Liquidity and Financial Condition

 

The Company had cash and cash equivalents of $2,099,475 as of December 31, 2014, and negative working capital of $146,106,470. The Company has significant commitments related to various financial instruments, has experienced recurring losses and has incurred significant expense as of and for the year ended December 31, 2014.  The financial instruments, if not converted to equity, may require cash settlement.  In addition, the Company’s acquisition strategy generally requires a cash component and the development of the Company’s infrastructure will require investment.  During the fourth quarter of 2014, the Company was unable to complete an anticipated public offering of its shares and, while management believes that additional private placements are possible, there can be no assurance that these will be available.

 

The Company’s debt contain covenants that could limit our future financing capabilities. These restrictions may interfere with the Company’s ability to obtain new or additional financing or may affect the manner in which the Company structures such new or additional financing or engage in other business activities, which may significantly limit or harm the Company’s results of operations, financial condition and liquidity.

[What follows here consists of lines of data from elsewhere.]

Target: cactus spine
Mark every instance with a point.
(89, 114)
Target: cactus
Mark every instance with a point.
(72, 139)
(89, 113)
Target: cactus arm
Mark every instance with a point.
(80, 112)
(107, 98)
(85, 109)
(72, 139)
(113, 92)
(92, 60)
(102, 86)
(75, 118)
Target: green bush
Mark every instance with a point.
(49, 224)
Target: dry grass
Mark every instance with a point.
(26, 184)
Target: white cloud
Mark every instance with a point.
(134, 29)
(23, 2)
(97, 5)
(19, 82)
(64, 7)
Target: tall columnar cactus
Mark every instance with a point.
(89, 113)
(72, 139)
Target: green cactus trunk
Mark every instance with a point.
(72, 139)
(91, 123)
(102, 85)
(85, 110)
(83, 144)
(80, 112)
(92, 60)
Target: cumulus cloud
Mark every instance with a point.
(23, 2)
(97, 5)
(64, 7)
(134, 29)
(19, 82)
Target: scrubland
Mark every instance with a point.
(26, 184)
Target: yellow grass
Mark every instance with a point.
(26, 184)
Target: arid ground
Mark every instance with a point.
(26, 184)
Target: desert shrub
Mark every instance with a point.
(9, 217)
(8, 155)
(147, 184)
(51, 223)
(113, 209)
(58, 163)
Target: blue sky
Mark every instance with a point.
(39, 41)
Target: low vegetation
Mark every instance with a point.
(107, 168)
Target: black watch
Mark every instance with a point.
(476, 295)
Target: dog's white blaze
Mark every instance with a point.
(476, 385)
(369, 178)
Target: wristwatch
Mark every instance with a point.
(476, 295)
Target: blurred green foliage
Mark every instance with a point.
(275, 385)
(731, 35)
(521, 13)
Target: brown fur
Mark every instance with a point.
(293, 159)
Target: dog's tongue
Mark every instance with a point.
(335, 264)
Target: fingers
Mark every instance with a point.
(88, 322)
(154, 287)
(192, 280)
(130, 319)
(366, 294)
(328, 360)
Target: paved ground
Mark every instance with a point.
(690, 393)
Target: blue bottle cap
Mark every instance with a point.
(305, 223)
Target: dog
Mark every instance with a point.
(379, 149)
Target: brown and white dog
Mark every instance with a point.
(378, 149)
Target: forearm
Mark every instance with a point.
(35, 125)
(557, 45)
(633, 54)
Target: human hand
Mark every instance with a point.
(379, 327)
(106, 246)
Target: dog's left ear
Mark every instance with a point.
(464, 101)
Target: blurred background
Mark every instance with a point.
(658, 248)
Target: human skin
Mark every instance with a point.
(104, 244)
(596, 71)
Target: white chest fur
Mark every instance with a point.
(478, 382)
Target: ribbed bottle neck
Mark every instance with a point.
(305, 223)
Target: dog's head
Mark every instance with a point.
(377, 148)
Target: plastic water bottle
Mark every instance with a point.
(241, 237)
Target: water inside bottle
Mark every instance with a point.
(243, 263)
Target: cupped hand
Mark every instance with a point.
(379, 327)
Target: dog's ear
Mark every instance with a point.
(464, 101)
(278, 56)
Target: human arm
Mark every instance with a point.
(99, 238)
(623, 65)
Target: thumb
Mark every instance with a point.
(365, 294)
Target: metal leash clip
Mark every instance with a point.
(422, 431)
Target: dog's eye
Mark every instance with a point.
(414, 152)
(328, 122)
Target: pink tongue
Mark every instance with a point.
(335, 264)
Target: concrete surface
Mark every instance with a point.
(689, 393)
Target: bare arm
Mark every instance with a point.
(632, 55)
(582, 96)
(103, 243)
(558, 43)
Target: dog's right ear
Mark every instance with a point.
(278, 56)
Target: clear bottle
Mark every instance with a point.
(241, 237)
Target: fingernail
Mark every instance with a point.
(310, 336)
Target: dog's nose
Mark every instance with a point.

A default and resulting acceleration of obligations could also result in an event of default and declaration of acceleration under certain of the Company’s other existing debt agreements. Such an acceleration of the Company’s debt would have a material adverse effect on our liquidity and our ability to continue as a going concern. A default could also significantly limit the Company’s alternatives to refinance both the debt under which the default occurred and other indebtedness. This limitation may significantly restrict the Company’s financing options during times of either market distress or the Company’s financial distress, which are precisely the times when having financing options is most important 

 

The Company’s existing liquidity is not sufficient to fund its operations, anticipated capital expenditures, working capital and other financing requirements until the Company reaches significant revenues.  Until that time. the Company will need to obtain additional equity and/or debt financing, especially if the Company experiences downturns in its business that are more severe or longer than anticipated, or if the Company experiences significant increases in expense levels resulting from being a publicly-traded company or from expansion of operations.  If the Company attempts to obtain additional equity or debt financing, the Company cannot assume that such financing will be available to the Company on favorable terms, or at all.

 

Because of recurring operating losses, net operating cash flow deficits, and an accumulated deficit, there is substantial doubt about the Company’s ability to continue as a going concern. The consolidated financial statements have been prepared assuming that the Company will continue as a going concern, and do not include any adjustments to reflect the possible future effects on the recoverability and classification of assets, or the amounts and classification of liabilities that may result from the outcome of this uncertainty.